Advanced Cell Technology, Inc. v. Infigen, Inc.

14 Mass. L. Rptr. 157
CourtMassachusetts Superior Court
DecidedNovember 21, 2001
DocketNo. 010376C
StatusPublished

This text of 14 Mass. L. Rptr. 157 (Advanced Cell Technology, Inc. v. Infigen, Inc.) is published on Counsel Stack Legal Research, covering Massachusetts Superior Court primary law. Counsel Stack provides free access to over 12 million legal documents including statutes, case law, regulations, and constitutions.

Bluebook
Advanced Cell Technology, Inc. v. Infigen, Inc., 14 Mass. L. Rptr. 157 (Mass. Ct. App. 2001).

Opinion

Hillman, J.

INTRODUCTION

The plaintiff, Advanced Cell Technology, Inc. (“Advanced Cell”), seeks injunctive relief and monetary damages against the defendant, Infigen, Inc. (“Infigen”) for its alleged breach of a settlement agreement which the parties entered into in August 1999. The equitable relief that they seek, if granted, would compel Infigen to provide Advanced Cell with complete copies of its patent applications concerning nuclear transfer derived cells.

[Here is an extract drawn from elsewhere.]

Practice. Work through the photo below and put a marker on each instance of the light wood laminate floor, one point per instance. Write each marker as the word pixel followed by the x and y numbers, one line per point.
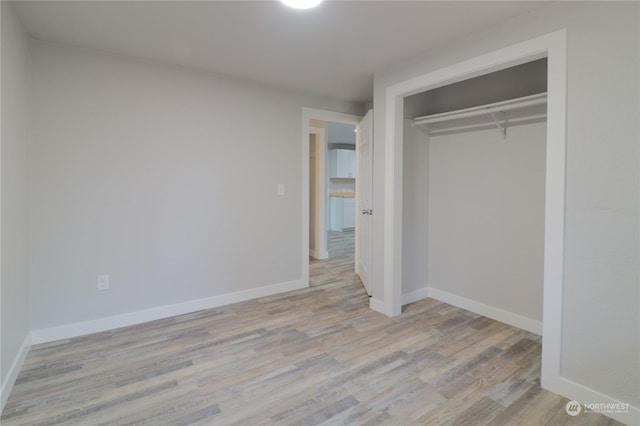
pixel 313 356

Infigen has moved to dismiss this action on the grounds that this court lacks personal jurisdiction. It has moved in the alternative that these proceedings be dismissed or stayed on a theory of non conveniens.1 For the reasons set forth below, Infigen, Inc.’s Motion to Dismiss for Lack of Personal Jurisdiction or to Dismiss or Stay Action on Forum non conveniens grounds is DENIED. Additionally, Advanced Cell’s Motion For Preliminary Injunction is DENIED. However, Advanced Cell’s application for an expedited trial contained within the Motion for Preliminary Injunction is ALLOWED.

FACTS

Advanced Cell is a Delaware corporation with usual place of business in Worcester, Massachusetts. Infigen is a Delaware Corporation with a usual place of business in Deforest, Wisconsin. In the summer of 1999, two separate lawsuits involving the parties were pending. Infigen, in a lawsuit filed in the United States District Court for the Western District of Wisconsin (“the Federal case”), claimed that Advanced Cell had infringed upon two of Infigen’s patents. Infigen, Inc. v. Advanced Cell Technology Inc., et al., 98-C-0431. The second lawsuit, filed by Advanced Cell in the Massachusetts Superior Court (“the Massachusetts case”), alleged that Paul J. Golueke, a former employee of Advanced Cell had misappropriated Advanced Cell’s trade secrets. Advanced Cell Technology, Inc., v. Paul J. Golueke et al., CA. 99-0218C.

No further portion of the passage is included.